Выбрать главу

Публика не хотела нас отпускать, и мы дважды выходили на бис. Всем своим коллегам-диджеям, никогда не игравшим живьем, должен сказать, что вызов на бис — это огромное удовольствие, которого они себя лишают. После второго биса мы еще раз поблагодарили публику, в зале зажегся свет, и я увидел перед собой три тысячи счастливых лиц. Сколько бессонных ночей, сколько терзаний и сомнений предшествовало этому концерту, а в результате все прошло так легко и естественно, что меня не покидало ощущение, будто бы я провел на сцене всего пару минут.

После концерта вся наша команда в сопровождении друзей и родственников отправились в Rex Club, где должна была состояться афта-пати с участием Джеффа Миллза. Для обладателей билета в "Олимпию" вход на вечеринку был бесплатным. Я все еще находился в состоянии эйфории.

Знакомые и незнакомые люди подходили ко мне, благодарили за концерт, поздравляли с успехом. Чтобы отдышаться и осмыслить происходящее, я зашел в диджейскую кабину и пристроился в уголке на своих кейсах с пластинками. Наблюдая за кошачьими движениями Джеффа Миллза и за толпящимися перед кабиной клабберами, я думал о том колоссальном пути, который мне пришлось проделать для того, чтобы оказаться здесь, на этой вечеринке…

Об оставшейся части ночи у меня сохранились довольно смутные воспоминания, но одно я знаю точна это был грандиозный праздник.

В течение следующих трех месяцев я продолжал ездить по свету со своей гастрольной командой, расширившейся за счет саксофониста Филиппа Надо (Philippe Nadeau).
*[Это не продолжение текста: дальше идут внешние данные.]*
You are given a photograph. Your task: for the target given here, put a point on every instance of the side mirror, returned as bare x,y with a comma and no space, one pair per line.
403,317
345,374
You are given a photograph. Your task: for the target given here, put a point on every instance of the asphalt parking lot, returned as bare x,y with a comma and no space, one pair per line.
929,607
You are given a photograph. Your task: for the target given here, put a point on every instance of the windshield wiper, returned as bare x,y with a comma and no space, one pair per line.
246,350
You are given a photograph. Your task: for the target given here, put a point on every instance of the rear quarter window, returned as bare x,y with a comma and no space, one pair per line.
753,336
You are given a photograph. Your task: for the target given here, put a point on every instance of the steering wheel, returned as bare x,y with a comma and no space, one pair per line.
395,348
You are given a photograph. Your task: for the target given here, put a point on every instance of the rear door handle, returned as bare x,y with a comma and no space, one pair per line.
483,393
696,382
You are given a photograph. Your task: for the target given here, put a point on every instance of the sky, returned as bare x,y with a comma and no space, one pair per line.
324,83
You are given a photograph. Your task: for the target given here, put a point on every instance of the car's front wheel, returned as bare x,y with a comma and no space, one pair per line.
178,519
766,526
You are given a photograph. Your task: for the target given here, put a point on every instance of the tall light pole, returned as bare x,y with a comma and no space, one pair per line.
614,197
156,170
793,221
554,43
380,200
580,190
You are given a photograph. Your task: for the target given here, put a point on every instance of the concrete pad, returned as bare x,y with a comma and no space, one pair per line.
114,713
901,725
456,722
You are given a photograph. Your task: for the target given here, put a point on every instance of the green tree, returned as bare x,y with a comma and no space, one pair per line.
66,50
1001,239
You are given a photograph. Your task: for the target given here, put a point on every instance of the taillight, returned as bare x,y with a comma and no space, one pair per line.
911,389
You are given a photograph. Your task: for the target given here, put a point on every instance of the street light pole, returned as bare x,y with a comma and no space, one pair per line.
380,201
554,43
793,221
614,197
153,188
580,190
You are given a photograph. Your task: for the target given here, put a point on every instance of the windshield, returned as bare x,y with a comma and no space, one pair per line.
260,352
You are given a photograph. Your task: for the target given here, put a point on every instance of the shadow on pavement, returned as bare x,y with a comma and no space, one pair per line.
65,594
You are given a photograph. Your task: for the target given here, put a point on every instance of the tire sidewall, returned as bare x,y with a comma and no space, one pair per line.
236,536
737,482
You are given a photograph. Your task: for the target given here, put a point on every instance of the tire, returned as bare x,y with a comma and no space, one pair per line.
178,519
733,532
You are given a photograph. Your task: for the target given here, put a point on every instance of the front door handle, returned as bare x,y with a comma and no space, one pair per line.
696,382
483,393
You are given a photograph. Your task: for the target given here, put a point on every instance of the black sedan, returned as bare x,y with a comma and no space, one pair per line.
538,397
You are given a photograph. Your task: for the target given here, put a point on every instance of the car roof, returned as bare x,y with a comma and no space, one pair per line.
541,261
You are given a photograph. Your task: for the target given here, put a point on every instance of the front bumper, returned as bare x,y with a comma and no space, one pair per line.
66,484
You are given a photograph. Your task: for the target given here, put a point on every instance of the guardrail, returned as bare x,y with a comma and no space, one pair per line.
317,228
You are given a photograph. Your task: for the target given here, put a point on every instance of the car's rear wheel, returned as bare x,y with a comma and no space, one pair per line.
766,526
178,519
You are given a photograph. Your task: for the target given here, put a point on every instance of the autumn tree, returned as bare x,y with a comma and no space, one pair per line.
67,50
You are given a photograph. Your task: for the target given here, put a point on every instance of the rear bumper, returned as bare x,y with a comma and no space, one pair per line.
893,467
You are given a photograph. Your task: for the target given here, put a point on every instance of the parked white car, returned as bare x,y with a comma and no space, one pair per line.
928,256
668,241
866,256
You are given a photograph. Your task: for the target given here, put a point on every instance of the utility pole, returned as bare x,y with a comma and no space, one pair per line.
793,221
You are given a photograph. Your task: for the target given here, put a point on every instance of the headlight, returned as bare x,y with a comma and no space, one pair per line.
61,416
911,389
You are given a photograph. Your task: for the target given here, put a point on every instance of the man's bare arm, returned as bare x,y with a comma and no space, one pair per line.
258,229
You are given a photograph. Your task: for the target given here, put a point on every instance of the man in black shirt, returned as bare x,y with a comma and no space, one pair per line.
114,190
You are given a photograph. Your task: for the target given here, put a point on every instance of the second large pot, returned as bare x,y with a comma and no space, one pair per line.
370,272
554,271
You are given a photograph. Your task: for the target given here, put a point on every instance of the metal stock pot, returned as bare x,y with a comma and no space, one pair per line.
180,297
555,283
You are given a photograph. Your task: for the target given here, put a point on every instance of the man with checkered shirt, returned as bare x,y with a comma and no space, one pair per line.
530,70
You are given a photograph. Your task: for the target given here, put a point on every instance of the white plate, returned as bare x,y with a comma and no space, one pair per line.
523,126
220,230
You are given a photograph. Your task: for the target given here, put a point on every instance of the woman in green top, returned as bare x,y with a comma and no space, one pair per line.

В одних городах концерты проходили успешно, в других — не очень, но мы все равно были счастливы. 31 декабря 1998 года мы сыграли в Лондоне вместе с New Order и Underworld, и на этом моя первая гастрольная эпопея завершилась.

Я вернулся к своему "догастрольному" образу жизни, но вместо того, чтобы-радоваться наконец-то появившемуся свободному времени, с первых же дней стал ужасно переживать из-за того, что в моей профессиональной жизни не происходит ничего интересного. Я человек гиперактивный, и безделье для меня — страшнейшая из пыток. Иногда мне кажется, что во мне живет какой-то бесенок, который не позволяет мне долго сидеть на одном и том же месте. На этот раз мои мучения усугублялись еще и тем, что за время гастролей у меня появилась масса новых желаний и интересов: я стал общаться с людьми, которым ничего не говорило имя Деррика Мэя, но которые могли часами рассуждать о творчестве Сан Ра, Джона Колтрейна или Art Ensemble of Chicago. Благодаря им я открыл для себя джаз и современную музыку и совершенно по-новому взглянул на рок. Мои музыкальные горизонты расширились, мое представление о звуке изменилось, да и сам я стал совсем другим человеком.

С тех пор как вышел "30", я не переставал переживать по поводу тех ошибок, которые допустил при его записи. Несмотря на то что в процессе гастролей многие треки были существенно улучшены и облагорожены, сам альбом по-прежнему вызывал у меня чувство неловкости. И поэтому, когда меня вновь посетило желание писать музыку, я решил, что никуда не буду торопиться и подойду к делу спокойно и с умом. Мой комплекс "недому-зыканта" никуда не делся, но взаимодействие с профессиональными инструменталистами научило меня довольствоваться другой, более подходящей мне ролью — ролью дирижера. И коль скоро я хотел, чтобы на этот раз конечный результат полностью совпал с тем виртуальным альбомом, который уже крутился у меня в голове, без посторонней помощи мне было не обойтись. Ну а кроме того, работая в коллективе, я уяснил для себя важную вещь: заниматься музыкой в одиночку просто-напросто скучно!

Постепенно я снова стал кочевать по свету с диджейскими сетами. Как-то раз, во время гастролей по Аргентине, я сидел в своем гостиничном номере и смотрел новости CNN. Шла война в Косово. Люди умирали от голода, города и деревни лежали в руинах, а американские журналисты хором лили слезы над каким-то сбитым бомбардировщиком стоимостью несколько сотен миллионов долларов. Это было просто неприлично! Я почувствовал, как во мне поднимается волна негодования. Мне было тридцать три года, большую часть своей сознательной жизни я провел, скитаясь по миру, и равнодушно смотреть на то, что происходит с этим миром, я уже не мог.